Use of AIX LDR_CNTRL ENVIRONMENTAL Settings with Oracle (Doc ID 2066837.1)
设置方法:
--> Oracle 11.2.0.4 (Single Instance)
Set for EACH database (oracle) user as well as for the Database TNS listener user:
$ export LDR_CNTRL=DATAPSIZE=64K@TEXTPSIZE=64K@STACKPSIZE=64K oracle
$ export VMM_CNTRL=vmm_fork_policy=COR --> Listener user
--> Oracle 11g (RAC)
As an Oracle user:
$ srvctl setenv database -d -t "LDR_CNTRL=TEXTPSIZE=64K@DATAPSIZE=64K@STACKPSIZE=64K"
As an Oracle Grid user:
$ srvctl setenv listener -l LISTENER -t "LDR_CNTRL=TEXTPSIZE=64K@DATAPSIZE=64K@STACKPSIZE=64K"
检查方法:
$ crsctl stat res ora.LISTENER.lsnr -p |grep USR_ORA_ENV
USR_ORA_ENV=LDR_CNTRL=DATAPSIZE=64K@TEXTPSIZE=64K@STACKPSIZE=64K VMM_CNTRL=vmm_fork_policy=COR --> 已经设置
$ ps -ef|grep tnslsnr|grep -v grep |awk '{print $2}' | xargs -I {} svmon -P {} |grep BSS
3aceba 11 work text data BSS heap sm 2885 0 0 2885 --> 输出'sm'为没有设置, 输出'm'为设置
1d0e9d 10 clnt text data BSS heap, s 193 0 - -
Note: export AIXTHREAD_SCOPE=S, only necessary on AIX5L. A change was introduced in AIX 6.1 which means that the variable does not need to be set.

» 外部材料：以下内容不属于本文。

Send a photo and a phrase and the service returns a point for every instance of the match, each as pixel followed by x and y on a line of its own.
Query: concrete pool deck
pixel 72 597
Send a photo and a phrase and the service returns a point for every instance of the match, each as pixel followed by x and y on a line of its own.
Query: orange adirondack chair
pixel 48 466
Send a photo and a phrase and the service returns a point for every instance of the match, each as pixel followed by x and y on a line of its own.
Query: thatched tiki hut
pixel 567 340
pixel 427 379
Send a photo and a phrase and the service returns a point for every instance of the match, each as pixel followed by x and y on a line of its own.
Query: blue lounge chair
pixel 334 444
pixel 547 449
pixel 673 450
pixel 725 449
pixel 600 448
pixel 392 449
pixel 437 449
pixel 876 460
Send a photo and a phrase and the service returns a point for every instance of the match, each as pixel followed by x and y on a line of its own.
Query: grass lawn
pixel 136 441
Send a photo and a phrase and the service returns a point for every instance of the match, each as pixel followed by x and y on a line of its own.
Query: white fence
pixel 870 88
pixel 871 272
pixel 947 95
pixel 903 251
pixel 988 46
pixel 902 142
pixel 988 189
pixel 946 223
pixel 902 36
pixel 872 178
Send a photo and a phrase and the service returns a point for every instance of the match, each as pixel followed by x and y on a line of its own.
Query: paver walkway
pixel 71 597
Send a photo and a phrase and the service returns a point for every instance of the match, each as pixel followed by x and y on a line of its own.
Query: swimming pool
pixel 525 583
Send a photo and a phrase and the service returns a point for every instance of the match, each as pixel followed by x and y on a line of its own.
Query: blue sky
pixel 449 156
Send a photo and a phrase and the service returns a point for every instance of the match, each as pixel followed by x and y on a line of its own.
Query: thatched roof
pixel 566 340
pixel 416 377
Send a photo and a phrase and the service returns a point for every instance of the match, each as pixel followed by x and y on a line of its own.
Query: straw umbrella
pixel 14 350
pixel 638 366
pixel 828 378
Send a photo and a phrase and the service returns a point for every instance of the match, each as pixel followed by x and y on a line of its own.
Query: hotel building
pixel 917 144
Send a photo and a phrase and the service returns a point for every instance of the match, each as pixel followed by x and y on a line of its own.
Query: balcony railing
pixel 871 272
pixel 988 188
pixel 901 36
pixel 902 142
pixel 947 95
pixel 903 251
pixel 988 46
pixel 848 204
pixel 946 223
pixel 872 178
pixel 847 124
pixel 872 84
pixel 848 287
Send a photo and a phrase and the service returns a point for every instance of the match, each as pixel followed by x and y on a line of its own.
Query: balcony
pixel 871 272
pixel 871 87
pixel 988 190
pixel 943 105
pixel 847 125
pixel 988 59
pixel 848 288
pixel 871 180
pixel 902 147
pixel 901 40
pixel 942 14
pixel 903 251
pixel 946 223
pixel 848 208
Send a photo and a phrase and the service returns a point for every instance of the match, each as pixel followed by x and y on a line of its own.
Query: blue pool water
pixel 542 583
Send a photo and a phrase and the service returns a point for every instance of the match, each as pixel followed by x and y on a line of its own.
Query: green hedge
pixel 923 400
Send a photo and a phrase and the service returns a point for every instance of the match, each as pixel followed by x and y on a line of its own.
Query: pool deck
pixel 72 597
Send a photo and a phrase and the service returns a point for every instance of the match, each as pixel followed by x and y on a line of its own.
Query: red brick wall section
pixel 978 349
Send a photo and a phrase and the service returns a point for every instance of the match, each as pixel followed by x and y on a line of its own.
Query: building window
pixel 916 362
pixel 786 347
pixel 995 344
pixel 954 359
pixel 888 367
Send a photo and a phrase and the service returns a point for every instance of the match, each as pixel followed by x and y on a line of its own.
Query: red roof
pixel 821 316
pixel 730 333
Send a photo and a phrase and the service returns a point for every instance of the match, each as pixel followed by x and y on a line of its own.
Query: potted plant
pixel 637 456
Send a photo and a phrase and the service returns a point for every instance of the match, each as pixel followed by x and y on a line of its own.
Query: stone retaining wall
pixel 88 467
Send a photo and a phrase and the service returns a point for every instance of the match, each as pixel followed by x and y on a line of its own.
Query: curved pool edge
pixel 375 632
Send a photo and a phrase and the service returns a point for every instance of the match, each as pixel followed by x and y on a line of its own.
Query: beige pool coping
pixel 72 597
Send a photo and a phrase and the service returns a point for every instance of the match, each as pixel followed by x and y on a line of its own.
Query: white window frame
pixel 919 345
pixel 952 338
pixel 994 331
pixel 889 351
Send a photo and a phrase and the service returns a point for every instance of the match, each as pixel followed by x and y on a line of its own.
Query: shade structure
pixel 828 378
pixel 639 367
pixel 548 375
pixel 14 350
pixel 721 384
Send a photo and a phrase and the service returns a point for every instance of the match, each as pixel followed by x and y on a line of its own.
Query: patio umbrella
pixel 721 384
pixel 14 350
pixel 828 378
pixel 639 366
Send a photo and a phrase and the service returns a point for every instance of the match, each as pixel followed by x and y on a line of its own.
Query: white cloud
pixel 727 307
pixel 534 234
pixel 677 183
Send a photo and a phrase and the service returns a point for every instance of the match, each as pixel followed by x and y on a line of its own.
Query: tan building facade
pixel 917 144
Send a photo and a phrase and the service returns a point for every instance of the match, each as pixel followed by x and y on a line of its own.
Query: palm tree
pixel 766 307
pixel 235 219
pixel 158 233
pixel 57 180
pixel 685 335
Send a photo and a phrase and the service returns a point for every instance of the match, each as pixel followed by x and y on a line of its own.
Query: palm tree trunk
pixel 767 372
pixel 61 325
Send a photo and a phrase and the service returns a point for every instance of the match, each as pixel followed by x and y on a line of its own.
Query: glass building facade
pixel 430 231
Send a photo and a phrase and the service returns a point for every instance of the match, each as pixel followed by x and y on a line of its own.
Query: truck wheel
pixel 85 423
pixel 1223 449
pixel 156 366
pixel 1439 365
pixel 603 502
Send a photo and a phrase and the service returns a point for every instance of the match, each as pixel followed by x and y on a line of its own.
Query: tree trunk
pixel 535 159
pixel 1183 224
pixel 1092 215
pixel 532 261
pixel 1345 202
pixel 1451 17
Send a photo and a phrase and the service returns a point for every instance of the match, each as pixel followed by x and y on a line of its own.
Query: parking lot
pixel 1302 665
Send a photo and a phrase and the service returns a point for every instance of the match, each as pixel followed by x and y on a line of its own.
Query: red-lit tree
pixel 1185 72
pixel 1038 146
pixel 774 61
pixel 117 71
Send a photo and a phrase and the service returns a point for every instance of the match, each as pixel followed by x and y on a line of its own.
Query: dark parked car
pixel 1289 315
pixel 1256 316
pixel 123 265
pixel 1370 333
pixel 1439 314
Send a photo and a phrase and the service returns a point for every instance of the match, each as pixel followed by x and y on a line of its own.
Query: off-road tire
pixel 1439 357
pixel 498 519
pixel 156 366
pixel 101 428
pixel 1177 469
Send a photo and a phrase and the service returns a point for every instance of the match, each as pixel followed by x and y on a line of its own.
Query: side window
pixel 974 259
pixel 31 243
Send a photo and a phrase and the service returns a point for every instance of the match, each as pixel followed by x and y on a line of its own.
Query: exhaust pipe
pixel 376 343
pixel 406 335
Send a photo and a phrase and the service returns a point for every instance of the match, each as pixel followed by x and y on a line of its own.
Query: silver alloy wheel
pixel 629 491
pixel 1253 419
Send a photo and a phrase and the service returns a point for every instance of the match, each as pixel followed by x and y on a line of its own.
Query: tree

Ensure that the GI and ORACLE owner account has the CAP_NUMA_ATTACH, CAP_BYPASS_RAC_VMM, and CAP_PROPAGATE capabilities. This is required per the 11gR2 and above installation guide and it is also required for all pre-11gR2 installations. Check and Set example for GRID user is as follows:
#/usr/bin/lsuser -a capabilities grid
#/usr/bin/chuser capabilities=CAP_NUMA_ATTACH,CAP_BYPASS_RAC_VMM,CAP_PROPAGATE grid
For AIX executing on POWER9 based systems, SMT8 mode typically provides best performance. SMT1 mode on POWER9 bases systems will typically result in significant performance degradation with Oracle databases.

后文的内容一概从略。